The menu is small, but nicely varied. There is a thoughtful selection of starters and salads, and another interesting group (seven, on our visit) of entrées. You never have to turn a page, but these offerings cover some ground. I don't know what your dating life might be like, but having baby back ribs and grilled vegetables with saffron couscous on the same menu strikes me as a brilliant idea. I could happily invite anyone I know to eat here.

Our evening started with a beautiful dry rosé. This is the perfect answer to a hot day. For starters, we opted to share the grilled tiger shrimp with sautéed corn and harissa. Miss J went for the pork tenderloin & grilled peaches, and I ordered the beef tenderloin, because if there is beef tenderloin on the menu, I will almost always order it. I mean, come on.

The first surprise was delivered with our appetizer. I had read an earlier review of 128 that praised the selection of "generously portioned appetizers." Apparently they have gotten over this. On a colorful bed of corn and harissa, we encountered two, count 'em, two tiger shrimp. Now I don't mind if my $7 appetizer comes with two shrimp, but those two shrimp had better be roughly the size of the back of my hand. These little guys were, well, little. Like slightly larger than half dollars. Silver dollar-sized would probably be a stretch. And they were plain. Utterly plain. Cooked and all, but that's it. There was nothing done to them that couldn't just as quickly and easily have been done to a couple more. The corn and harissa was marvelous, for the record, but it's a good thing, because we needed the food. To add insult to injury, there is a dollar split charge for the appetizers. That, I think, is just plain unreasonable.

The entrées were both done very well. The pork wasn't overcooked, the peaches were a fine idea, and the other accompaniments were flavorful and interesting. The beef was less successful for a couple of reasons, but still perfectly enjoyable. The sides (roasted potatoes and grilled asparagus) were basic, but good, and the garlic herb butter was a nice touch. Here again, though, the Value Beast reared its head. This was a $30 entrée, which is not, based on steakhouse prices, all that unusual. But in that steakhouse, once you had been talked into ordering medium-rare, you would receive a medium-rare steak. Mine was medium. Tasty, but medium. And maybe six ounces, if you weren't paying very careful attention and left a bunch of extra butter on top. So yes, it was a good steak. But if I had another $30 dollars, and you sent me out to get a steak somewhere, would I go here to do it? Nope.

I'm more than a little conflicted here, because Café 128 is exactly the sort of place I love. It's small, it's neighborhood, it's friendly, and they can certainly cook. But the thing about me, and, I expect, most of the people who might value my opinion, is that we're pretty normal folks, with pretty normal jobs.

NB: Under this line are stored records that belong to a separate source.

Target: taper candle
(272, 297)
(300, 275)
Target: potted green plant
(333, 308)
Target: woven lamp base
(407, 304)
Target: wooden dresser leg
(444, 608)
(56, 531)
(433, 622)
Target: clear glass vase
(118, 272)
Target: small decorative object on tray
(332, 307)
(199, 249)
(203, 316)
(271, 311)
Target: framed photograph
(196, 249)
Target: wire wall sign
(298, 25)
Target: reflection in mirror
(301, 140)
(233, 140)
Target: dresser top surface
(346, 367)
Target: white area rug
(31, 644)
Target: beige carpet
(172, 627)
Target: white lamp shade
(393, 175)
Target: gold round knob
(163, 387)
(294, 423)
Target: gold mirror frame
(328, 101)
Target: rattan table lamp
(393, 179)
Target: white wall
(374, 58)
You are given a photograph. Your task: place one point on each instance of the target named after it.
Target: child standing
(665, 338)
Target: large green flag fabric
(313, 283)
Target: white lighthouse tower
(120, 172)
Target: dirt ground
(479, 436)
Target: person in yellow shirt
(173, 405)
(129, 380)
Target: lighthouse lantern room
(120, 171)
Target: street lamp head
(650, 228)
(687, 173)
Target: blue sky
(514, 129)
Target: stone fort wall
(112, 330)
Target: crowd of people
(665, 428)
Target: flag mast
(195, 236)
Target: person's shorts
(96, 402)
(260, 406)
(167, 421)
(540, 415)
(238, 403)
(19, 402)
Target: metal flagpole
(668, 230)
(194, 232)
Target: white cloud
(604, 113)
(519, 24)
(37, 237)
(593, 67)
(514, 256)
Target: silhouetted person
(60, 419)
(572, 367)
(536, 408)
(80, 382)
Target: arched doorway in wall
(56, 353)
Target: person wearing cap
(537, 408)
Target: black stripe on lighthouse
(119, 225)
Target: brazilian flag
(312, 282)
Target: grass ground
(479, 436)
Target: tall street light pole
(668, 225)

And if we're going to drop a bunch of money on dinner, we want to leave a joint knowing that we got every penny out of our meal. We had a great date, because I was out for the evening with my beloved. We enjoyed some great wine and good food in a quirky and inviting setting. We even got to meet (and discuss shoes) with some very nice people. But in my mind, an evening that's going to cost you over a hundred bucks is a contract. That restaurant is saying to you, "Hey, look. We know it's steep. But just wait. You're going to love it." We were even predisposed to love it. But in the end we were a little puzzled, that's all. And someone owes me a couple of shrimps.